In the latest redistricting, the fast-growing suburbs of State College were pulled into the 81st House District (shown in pink), leaving the borough, in the 77th House District, connected to the rest of that district only by a thin swath consisting mostly of state game lands.

Residents of the rapidly growing State College suburbs -- Ferguson's population increased 34 percent between 2000 and 2010 -- likely have different legislative priorities than, say a rural resident or farm owner in Huntingdon County.

Michaels said he believes the districts were redrawn in part to protect Republican seats. While Conklin's district after the last reapportionment may actually be safer -- his district would have lost Republican voters, while retaining the heavily Democratic State College, Michaels said both he and Conklin would prefer the old district.

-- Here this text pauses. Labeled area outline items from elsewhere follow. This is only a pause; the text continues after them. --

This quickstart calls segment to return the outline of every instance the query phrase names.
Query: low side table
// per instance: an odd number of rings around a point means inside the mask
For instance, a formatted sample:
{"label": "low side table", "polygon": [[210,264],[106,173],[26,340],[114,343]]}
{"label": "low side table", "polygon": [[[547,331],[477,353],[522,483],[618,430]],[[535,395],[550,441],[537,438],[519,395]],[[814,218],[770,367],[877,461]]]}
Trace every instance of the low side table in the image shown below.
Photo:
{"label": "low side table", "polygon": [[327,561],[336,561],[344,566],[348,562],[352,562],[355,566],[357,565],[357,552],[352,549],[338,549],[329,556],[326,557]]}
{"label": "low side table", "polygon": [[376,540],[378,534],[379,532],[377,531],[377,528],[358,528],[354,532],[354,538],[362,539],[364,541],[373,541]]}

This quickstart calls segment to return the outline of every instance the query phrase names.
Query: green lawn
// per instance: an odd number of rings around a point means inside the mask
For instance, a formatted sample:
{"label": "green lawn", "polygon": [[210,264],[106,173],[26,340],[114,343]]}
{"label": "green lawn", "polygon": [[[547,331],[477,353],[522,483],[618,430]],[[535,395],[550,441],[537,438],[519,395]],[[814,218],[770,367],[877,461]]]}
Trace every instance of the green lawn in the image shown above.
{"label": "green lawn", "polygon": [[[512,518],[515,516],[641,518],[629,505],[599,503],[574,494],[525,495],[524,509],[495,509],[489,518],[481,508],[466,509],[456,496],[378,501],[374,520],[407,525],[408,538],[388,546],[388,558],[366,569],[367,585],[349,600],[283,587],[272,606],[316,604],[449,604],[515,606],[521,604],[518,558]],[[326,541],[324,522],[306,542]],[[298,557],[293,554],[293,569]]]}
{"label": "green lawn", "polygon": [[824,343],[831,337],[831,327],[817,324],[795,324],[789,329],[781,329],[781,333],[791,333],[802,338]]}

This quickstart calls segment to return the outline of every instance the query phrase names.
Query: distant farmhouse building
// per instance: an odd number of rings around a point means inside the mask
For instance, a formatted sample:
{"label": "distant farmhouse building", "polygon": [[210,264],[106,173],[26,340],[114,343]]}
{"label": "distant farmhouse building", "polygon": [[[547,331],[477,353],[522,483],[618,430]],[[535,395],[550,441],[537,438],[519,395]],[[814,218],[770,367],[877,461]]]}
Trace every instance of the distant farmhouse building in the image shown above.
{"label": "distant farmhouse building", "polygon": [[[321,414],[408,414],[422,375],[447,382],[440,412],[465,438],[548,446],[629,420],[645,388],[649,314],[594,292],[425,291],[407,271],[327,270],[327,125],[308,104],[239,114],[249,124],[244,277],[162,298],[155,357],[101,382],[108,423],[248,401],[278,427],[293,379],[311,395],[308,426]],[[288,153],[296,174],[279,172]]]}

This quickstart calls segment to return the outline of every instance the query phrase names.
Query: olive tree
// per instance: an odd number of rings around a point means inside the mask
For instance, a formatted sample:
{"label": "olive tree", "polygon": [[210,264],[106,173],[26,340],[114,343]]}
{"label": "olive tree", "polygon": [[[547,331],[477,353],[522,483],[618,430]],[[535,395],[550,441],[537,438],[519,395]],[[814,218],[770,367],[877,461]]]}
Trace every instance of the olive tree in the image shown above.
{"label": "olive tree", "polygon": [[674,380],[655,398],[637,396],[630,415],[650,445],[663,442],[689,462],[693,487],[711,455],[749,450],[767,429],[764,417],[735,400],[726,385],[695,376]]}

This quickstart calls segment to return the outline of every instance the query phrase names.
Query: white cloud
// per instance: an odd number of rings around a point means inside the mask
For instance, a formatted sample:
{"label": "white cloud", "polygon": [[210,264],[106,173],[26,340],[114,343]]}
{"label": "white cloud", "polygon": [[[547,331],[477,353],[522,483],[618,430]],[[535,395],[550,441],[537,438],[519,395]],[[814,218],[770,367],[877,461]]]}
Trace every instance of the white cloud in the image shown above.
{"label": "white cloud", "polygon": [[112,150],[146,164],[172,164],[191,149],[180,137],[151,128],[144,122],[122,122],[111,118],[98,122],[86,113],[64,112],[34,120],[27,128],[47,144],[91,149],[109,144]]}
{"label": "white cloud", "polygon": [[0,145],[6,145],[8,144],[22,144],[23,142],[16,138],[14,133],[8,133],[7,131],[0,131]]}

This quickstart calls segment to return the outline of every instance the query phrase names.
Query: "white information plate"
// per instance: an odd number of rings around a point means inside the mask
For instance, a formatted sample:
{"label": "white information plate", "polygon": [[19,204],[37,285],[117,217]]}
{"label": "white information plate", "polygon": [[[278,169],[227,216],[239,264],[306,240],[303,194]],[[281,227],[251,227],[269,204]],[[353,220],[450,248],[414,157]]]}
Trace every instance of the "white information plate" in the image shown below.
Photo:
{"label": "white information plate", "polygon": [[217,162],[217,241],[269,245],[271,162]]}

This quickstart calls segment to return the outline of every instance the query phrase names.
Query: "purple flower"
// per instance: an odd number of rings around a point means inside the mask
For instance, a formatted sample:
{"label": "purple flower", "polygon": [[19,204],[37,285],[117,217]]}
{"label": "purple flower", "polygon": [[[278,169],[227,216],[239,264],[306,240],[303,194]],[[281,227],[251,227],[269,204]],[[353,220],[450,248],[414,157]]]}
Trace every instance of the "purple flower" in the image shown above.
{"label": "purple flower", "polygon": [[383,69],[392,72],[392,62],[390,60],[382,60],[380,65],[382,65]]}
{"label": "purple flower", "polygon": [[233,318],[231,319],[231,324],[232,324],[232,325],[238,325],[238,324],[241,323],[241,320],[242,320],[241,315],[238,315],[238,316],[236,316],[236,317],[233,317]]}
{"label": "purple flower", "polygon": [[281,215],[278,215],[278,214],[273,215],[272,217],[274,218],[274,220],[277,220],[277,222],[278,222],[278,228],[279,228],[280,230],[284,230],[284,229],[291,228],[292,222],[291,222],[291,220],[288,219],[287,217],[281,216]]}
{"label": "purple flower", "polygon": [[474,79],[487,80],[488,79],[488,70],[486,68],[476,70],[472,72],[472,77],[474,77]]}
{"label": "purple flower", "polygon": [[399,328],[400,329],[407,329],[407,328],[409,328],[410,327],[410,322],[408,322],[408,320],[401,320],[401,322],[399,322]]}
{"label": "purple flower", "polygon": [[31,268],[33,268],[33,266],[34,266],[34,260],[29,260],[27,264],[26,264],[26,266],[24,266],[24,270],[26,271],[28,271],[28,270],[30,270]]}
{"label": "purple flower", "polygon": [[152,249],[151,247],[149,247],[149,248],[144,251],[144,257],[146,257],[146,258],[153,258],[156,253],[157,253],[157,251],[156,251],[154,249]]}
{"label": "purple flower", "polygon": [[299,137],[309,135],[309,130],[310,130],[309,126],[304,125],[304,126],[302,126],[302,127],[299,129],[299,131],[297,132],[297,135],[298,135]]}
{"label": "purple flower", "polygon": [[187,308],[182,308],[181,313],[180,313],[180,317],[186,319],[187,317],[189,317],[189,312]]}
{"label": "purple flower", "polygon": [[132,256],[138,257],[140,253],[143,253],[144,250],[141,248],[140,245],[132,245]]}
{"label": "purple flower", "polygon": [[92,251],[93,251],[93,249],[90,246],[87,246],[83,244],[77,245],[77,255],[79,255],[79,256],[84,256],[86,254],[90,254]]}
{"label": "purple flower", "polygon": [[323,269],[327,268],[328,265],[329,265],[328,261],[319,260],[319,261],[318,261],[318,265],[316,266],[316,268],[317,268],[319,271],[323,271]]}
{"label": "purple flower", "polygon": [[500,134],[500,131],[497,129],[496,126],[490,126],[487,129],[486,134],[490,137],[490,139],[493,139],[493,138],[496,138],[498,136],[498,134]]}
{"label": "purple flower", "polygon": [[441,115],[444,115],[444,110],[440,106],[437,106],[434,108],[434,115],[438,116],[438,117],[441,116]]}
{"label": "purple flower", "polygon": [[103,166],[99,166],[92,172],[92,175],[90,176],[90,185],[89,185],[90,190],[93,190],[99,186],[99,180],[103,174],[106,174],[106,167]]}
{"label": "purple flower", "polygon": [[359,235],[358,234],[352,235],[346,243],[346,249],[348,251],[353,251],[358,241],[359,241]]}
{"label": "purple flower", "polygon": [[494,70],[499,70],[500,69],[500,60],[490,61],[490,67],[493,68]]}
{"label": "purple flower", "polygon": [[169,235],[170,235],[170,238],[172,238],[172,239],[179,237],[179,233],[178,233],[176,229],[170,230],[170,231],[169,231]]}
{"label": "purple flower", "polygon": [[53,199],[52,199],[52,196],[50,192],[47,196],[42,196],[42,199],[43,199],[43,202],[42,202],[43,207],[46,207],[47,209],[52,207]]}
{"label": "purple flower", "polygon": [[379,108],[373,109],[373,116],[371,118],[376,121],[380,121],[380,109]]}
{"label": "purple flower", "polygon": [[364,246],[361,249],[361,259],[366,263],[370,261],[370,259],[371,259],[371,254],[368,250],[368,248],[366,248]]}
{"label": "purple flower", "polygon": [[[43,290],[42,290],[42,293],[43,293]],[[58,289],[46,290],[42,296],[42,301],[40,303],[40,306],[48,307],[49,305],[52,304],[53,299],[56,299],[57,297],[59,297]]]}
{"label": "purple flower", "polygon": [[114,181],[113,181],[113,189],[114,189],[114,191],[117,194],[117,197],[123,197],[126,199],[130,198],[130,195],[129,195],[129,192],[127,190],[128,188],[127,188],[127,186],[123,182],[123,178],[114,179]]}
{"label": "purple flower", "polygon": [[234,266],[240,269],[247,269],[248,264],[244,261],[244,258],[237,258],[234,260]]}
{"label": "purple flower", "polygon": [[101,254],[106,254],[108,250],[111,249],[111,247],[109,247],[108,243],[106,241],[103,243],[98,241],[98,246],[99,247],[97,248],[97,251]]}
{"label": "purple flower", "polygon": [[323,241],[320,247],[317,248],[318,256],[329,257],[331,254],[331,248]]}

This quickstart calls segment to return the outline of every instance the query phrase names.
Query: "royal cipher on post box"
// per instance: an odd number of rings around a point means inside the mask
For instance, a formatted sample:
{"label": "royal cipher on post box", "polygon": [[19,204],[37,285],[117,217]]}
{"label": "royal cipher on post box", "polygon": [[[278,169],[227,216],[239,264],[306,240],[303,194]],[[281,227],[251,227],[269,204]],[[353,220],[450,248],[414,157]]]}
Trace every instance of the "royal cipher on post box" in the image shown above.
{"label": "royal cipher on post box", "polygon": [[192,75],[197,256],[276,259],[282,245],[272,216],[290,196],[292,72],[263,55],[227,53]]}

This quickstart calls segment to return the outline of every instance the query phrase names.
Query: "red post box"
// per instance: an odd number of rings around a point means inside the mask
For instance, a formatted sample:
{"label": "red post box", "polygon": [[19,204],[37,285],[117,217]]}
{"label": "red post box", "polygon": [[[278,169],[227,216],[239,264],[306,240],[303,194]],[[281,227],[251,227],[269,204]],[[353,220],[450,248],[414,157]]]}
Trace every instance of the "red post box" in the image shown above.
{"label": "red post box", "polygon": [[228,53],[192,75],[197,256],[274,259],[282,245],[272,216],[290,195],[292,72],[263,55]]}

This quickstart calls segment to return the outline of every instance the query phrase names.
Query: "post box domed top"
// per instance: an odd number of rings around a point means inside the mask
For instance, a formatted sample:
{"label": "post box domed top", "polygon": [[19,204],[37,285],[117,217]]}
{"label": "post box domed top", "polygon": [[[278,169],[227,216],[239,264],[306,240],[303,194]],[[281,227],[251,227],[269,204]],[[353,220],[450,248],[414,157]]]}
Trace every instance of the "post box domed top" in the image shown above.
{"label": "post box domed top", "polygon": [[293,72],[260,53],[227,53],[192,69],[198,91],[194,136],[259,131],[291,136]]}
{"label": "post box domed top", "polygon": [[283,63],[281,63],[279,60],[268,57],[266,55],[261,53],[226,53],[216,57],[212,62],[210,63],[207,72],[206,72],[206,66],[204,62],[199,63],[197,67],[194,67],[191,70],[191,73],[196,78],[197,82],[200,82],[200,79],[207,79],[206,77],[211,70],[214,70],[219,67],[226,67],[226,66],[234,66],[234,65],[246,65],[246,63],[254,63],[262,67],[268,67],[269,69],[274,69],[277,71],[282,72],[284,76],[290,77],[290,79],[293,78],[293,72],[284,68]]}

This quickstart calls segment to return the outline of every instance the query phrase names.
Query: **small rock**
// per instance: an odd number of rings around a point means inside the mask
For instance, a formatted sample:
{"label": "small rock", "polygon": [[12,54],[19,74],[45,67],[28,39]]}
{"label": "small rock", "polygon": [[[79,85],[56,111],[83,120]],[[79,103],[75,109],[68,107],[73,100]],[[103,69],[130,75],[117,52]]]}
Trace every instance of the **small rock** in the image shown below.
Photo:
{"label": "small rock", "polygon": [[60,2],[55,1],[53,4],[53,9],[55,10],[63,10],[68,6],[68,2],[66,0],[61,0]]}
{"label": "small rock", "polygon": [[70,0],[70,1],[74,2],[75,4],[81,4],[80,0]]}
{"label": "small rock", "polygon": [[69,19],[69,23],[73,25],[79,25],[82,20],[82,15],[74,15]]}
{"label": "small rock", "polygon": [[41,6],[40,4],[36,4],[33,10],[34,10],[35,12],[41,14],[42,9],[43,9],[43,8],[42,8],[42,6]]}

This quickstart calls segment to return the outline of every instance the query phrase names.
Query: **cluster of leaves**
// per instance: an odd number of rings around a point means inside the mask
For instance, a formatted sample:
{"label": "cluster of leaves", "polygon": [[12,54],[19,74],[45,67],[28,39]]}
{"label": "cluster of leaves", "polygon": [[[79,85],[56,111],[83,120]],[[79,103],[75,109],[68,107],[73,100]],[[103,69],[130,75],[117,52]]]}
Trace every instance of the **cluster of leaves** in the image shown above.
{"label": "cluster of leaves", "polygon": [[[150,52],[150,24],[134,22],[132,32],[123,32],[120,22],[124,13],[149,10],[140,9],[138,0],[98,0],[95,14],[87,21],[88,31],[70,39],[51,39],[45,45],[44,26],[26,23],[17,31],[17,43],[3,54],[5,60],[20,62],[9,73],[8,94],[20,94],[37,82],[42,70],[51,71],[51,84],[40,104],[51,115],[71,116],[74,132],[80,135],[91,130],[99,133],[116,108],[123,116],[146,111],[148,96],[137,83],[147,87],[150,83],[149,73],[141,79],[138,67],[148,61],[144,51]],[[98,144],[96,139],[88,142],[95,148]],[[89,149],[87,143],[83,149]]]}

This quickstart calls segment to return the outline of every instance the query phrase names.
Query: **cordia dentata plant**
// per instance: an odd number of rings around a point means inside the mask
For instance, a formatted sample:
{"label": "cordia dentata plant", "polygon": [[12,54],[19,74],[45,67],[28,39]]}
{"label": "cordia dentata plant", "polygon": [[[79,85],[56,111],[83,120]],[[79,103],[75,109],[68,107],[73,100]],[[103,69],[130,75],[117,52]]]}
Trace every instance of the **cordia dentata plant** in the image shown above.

"The reality of it all is that swaths of his district which he represented faithfully now have to go to Huntingdon, and that makes no sense to us at all," Michaels said.

The State College School District itself is crossed by four state House districts --  emblematic of some of the problems associated with politically drawn districts, said Amanda Paveglio, the coordinator for the Fair Districts PA Centre County chapter.

"So if the school district is looking to try and get something done, how many people do they need to talk to?," she said. "Or, with the budget impasse, how many legislators do they need to call and beg to pass school funding? It's challenging enough when there's just one legislator representing your school district, but when there's [more], and they're at odds, how does that work?"